令和4年度 公害防止管理者 大気関係技術特論 問7を解説|排ガス採取管の材質
令和4年度 大気関係技術特論 問7は、JISの排ガス試料採取方法における採取管の材質に関する問題です。塩化水素とふっ化水素のいずれの測定成分に対しても600℃で使える採取管の材質を選びます。
この問題のポイント
採取管は測定成分(腐食性ガス)と高温の両方に耐える材質でなければなりません。ここで問われるのは、塩化水素(HCl)とふっ化水素(HF)という性質の違う2つの腐食性ガスに、どちらにも600℃で耐えられる材質です。分かれ目は、ガラスやシリカガラスのようなケイ素酸化物を主とする材料はふっ化水素に侵されること、金属のステンレス鋼は高温の塩化水素で腐食しやすいことです。両方の弱点をあわせもたないのがチタンで、これが正解になります。
※ 問題文そのものは、産業環境管理協会が公開している公式サイトで確認できます。
正解:選択肢(4)
各選択肢の正誤
| 選択肢 | 各選択肢の判定 | 解説 |
|---|---|---|
| (1) | ×(誤り) | ほうけい酸ガラスはふっ化水素に侵されるため、両成分には適しません。 |
| (2) | ×(誤り) | シリカガラスもケイ素酸化物が主で、ふっ化水素に侵されます。 |
| (3) | ×(誤り) | ステンレス鋼は高温の塩化水素で腐食しやすく、両成分には適しません。 |
| (4) | ○(正しい) | チタンは塩化水素・ふっ化水素のどちらに対しても600℃で使えます。 |
| (5) | ×(誤り) | セラミックスもケイ素酸化物を含み、ふっ化水素に侵されます。 |
選択肢(4)のポイント(なぜ正しいか)
ふっ化水素はガラスを溶かす性質で知られ、ケイ素酸化物(SiO2)を主成分とする材料――ほうけい酸ガラス・シリカガラス・多くのセラミックス――を侵します。
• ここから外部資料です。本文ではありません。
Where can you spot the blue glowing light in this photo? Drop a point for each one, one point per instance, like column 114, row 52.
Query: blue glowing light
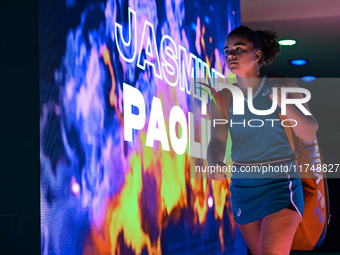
column 308, row 78
column 298, row 62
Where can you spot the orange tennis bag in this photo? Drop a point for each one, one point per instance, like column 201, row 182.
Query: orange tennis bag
column 308, row 158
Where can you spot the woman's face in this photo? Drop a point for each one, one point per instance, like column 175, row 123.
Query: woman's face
column 240, row 55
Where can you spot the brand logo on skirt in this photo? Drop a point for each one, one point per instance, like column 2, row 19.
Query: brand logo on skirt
column 238, row 212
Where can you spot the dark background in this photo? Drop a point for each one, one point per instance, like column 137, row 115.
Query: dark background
column 19, row 136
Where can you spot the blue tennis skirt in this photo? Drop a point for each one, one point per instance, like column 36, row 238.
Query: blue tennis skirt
column 265, row 192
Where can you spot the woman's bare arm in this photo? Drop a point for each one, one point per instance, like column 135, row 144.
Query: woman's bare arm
column 307, row 124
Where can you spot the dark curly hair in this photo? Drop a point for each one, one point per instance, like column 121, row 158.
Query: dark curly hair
column 264, row 40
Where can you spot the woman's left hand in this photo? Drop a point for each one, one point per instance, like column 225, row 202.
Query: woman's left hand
column 278, row 86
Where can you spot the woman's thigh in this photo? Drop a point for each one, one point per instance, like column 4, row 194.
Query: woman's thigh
column 278, row 230
column 251, row 234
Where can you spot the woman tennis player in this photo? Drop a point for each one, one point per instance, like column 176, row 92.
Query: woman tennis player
column 267, row 207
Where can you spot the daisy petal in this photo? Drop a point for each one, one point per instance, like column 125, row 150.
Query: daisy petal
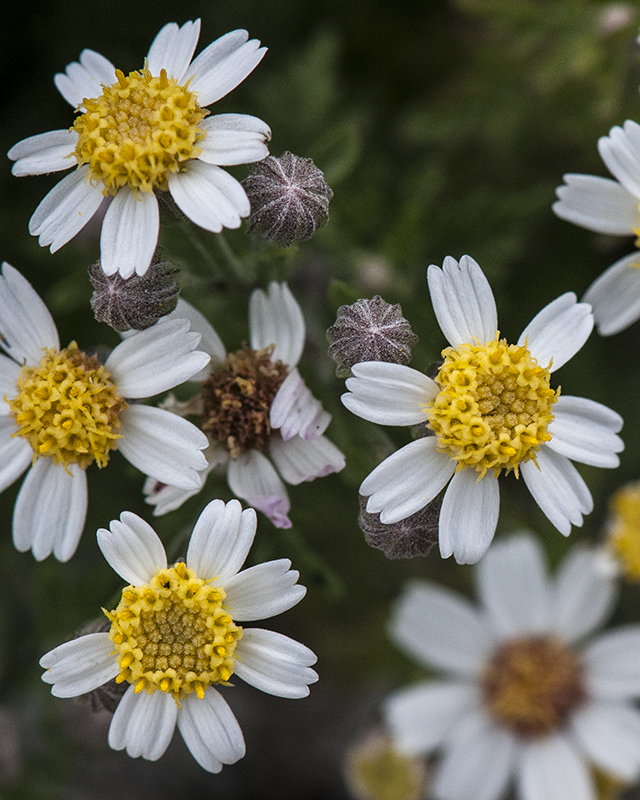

一方、塩化水素は高温で金属を腐食させ、ステンレス鋼は塩化物による腐食に弱い側があります。チタンは表面に安定な酸化被膜をつくり、塩化水素にもふっ化水素にも600℃で耐えられるため、両方の測定成分に共通して使える材質として選ばれます。「どちらにも」という条件が、材質をチタン1つにしぼり込む決め手です。
覚え方
- ふっ化水素はガラス・シリカ・セラミックスを侵す(SiO2系はNG)。
- 塩化水素は高温でステンレス鋼を腐食させる。
- 両方に600℃で耐えるのはチタン。「どちらにも」なら金属のチタン。
理解度チェック
ふっ化水素に対してガラスやシリカが使えないのはなぜか?
ふっ化水素がケイ素酸化物(SiO2)を侵すためです。ガラス・シリカ・セラミックスはこの弱点をもちます。
塩化水素とふっ化水素の両方に600℃で使える材質は?
チタンです。両方の腐食に耐えるため、どちらの測定成分にも共通して使えます。